戸惑いの姫君と貴公子は、オフィスがお好き?【改訂版】


私としてはこういうセルフ感覚のお手軽なお店より、まだ名古屋によくある昔からの喫茶店の方がしっくりくると思う。


むしろ四方八方から送られる、お仕事終わりらしきOLの熱い眼差しに気づかないの?


いや、きっと慣れているから、そんなことにイチイチ構うことが面倒なのかもしれない。



すると綺麗な瞳が不意にこちらへ真っ直ぐ向けられ、思わずドキリとさせられる。


これは間違いなく。
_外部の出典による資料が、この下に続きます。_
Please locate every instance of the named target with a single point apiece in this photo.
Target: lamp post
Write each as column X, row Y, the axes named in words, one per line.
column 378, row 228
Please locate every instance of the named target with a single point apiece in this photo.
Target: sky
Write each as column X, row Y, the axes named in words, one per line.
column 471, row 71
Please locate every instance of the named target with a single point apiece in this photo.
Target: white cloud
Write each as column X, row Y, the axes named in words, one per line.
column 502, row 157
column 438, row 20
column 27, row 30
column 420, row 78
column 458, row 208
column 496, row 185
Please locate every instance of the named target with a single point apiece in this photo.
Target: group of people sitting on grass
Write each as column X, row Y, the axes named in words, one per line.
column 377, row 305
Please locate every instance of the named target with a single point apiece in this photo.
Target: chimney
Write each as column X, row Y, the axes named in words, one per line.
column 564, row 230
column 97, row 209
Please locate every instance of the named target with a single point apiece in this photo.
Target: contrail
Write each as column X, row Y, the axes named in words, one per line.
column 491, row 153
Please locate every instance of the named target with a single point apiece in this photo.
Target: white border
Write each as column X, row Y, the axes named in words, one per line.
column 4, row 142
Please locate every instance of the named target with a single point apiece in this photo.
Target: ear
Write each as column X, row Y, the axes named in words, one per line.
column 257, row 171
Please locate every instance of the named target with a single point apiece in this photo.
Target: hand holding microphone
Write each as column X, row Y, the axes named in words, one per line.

綺麗なものと無縁なOLならば、誰しもが同じ反応をすると思う。


ただし私の場合は、先日の迷惑をかけた一件もまた理由のひとつであった。



「今日はひとりなの?」

「…あ、うん――あのさ、この前は…その」

「――何のこと?」

「…、」

小さく口元を緩ませて飄々とする悟くんの表情から、やはり“変わらない”こともあるのだと嬉しく感じた。


こちらが話したくないことだと、その賢すぎる頭でとうに分かっていたのだろう…。


だからこそ私も周りの雑音にかき消されるほどの声で、“ありがとう”と呟くに留めていた。